In the AHC case, the Missouri Department of Health and Senior Services (DHSS), which manages the state’s medical marijuana program, refused to open its application archives, and appealed the AHC decision by Comm. Renee Slusher successively to the Circuit Court, the state Appellate Court, and finally the state Supreme Court on the grounds that a section of the Missouri Constitutional Amendment XIV that legalized medical marijuana requires confidentiality of all application records.
But the Supreme Court disregarded that section in its decision by citing the amendment’s section 1.3(5), which reads, “Such reports or other information may be used only for a purpose authorized by this section.”
According to the Court opinion written by Judge George W. Draper, III, “Because an appeal to the AHC and judicial review is authorized, the plain language of article XIV, section 1.3(5) allows the confidential information to be used for the purpose of an appeal of a license denial.”
Judge Draper later writes, “Because applications are not judged solely on their own merits but are ranked competitively against other applications, the only way to determine whether Department denied Kings Garden’s application in an arbitrary or capricious manner is to compare its applications against information from those of successful applicants.

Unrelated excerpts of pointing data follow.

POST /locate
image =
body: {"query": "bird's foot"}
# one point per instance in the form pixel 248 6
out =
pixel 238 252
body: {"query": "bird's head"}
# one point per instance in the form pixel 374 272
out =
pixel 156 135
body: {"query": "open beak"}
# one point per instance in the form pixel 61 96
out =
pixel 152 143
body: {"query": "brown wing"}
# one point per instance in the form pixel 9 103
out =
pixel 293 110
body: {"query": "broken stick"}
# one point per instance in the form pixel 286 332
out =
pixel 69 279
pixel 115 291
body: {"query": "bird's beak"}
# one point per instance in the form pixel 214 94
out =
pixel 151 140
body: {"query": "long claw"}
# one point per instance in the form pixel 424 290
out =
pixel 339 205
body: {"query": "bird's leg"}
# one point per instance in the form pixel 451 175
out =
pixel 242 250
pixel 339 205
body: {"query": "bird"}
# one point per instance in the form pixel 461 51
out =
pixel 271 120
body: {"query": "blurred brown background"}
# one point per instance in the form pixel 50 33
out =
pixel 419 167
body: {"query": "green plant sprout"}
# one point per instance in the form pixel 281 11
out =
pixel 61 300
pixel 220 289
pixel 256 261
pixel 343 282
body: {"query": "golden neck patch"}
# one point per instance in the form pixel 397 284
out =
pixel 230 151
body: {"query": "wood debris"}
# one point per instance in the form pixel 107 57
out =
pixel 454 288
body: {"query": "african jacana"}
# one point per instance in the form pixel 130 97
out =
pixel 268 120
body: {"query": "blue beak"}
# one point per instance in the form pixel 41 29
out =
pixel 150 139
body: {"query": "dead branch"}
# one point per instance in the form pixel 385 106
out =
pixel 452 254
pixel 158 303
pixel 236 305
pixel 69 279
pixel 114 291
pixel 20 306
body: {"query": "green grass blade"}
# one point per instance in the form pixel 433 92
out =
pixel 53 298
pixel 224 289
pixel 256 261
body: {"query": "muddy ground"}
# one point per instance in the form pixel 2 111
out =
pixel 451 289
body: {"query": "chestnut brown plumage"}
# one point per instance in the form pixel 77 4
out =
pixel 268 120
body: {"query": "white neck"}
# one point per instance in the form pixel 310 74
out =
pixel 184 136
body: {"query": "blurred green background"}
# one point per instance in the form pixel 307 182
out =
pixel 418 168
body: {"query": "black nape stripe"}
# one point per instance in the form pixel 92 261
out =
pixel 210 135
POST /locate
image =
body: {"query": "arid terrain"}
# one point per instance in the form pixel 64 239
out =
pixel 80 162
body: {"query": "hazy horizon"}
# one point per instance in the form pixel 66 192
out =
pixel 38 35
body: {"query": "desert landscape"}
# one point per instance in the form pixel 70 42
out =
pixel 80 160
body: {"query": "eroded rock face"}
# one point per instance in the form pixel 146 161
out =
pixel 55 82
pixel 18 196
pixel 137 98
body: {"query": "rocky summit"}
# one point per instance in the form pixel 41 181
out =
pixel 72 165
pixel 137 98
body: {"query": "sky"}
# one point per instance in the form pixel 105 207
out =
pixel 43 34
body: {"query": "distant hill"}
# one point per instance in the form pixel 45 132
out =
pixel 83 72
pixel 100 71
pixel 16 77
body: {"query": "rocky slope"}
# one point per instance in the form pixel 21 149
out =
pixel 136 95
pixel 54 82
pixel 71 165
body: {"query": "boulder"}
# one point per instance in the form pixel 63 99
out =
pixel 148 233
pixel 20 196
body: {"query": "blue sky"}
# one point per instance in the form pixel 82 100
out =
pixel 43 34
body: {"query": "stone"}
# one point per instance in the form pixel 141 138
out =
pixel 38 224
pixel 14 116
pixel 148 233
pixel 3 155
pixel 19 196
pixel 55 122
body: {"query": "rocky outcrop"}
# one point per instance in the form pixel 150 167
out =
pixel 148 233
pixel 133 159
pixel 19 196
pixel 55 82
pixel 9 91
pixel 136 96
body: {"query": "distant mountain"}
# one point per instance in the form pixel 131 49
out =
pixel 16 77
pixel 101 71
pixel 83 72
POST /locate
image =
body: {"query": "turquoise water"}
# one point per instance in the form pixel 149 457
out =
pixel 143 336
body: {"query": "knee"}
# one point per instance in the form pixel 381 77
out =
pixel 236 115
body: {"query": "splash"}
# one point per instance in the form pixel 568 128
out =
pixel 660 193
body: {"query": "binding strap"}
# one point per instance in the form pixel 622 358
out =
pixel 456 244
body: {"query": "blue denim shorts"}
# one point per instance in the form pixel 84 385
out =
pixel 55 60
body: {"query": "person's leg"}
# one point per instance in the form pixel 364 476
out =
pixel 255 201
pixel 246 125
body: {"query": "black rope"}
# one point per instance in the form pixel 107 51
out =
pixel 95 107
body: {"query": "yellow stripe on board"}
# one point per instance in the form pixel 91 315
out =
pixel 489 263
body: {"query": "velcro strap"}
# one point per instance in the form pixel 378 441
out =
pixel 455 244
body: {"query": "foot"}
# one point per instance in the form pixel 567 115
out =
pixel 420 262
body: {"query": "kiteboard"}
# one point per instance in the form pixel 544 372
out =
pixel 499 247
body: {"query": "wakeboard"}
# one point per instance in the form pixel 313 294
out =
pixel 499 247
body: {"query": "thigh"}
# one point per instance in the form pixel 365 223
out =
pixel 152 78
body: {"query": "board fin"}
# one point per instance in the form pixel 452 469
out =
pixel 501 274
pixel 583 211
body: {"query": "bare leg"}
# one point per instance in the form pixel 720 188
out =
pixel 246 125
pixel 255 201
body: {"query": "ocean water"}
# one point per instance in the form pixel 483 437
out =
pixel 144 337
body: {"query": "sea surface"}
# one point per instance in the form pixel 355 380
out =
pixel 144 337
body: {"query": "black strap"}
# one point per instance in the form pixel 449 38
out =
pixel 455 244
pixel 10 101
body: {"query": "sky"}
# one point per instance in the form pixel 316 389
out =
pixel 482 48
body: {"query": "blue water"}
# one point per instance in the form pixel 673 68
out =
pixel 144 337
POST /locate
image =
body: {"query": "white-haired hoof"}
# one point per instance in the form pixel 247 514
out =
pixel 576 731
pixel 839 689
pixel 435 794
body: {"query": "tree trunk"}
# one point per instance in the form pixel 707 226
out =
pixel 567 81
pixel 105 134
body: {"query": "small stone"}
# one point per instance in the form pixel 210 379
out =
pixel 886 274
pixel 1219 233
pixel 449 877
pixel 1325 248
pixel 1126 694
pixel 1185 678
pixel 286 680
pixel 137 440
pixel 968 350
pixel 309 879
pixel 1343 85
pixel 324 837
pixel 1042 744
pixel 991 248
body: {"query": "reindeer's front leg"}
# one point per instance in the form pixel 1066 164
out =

Without all of the information that formed the basis of Department’s decision, no meaningful review of that decision can occur.”
Bednar, in the 20 cases he represents before the AHC, believes this decision will result in many appealing applicants to demand access to the state’s application archives in an effort to to identify patterns of poor decision making.
“We’ve been saying this is a significant case and we can’t go ahead with the appeal until this discovery issue is determined. This Department does not want applicants to have access to information,” he said.
Although DHSS has lost this round, attorney Denise McCracken of cannabis compliance firm Dogwood Advisors, thinks the case is just part of a long-term delay practice to ensure as few medical marijuana licenses are approved.
“They’ve been able to hold off on turning over applications during the application process in discovery in AHC for over two years, for which they deserve a lot of credit for being extremely strategic for how they handled it,” said McCracken.
“They may lower their standards for who they will enter settlement agreements with and they may continue to appeal every decision at every level that awards a new license.”Last month DHSS settled with an applicant to award licenses following an AHC decision citing “obviously inconsistent scoring” by a contractor hired by DHSS. Last year DHSS settled with another applicant, after AHC found scoring errors in the application process.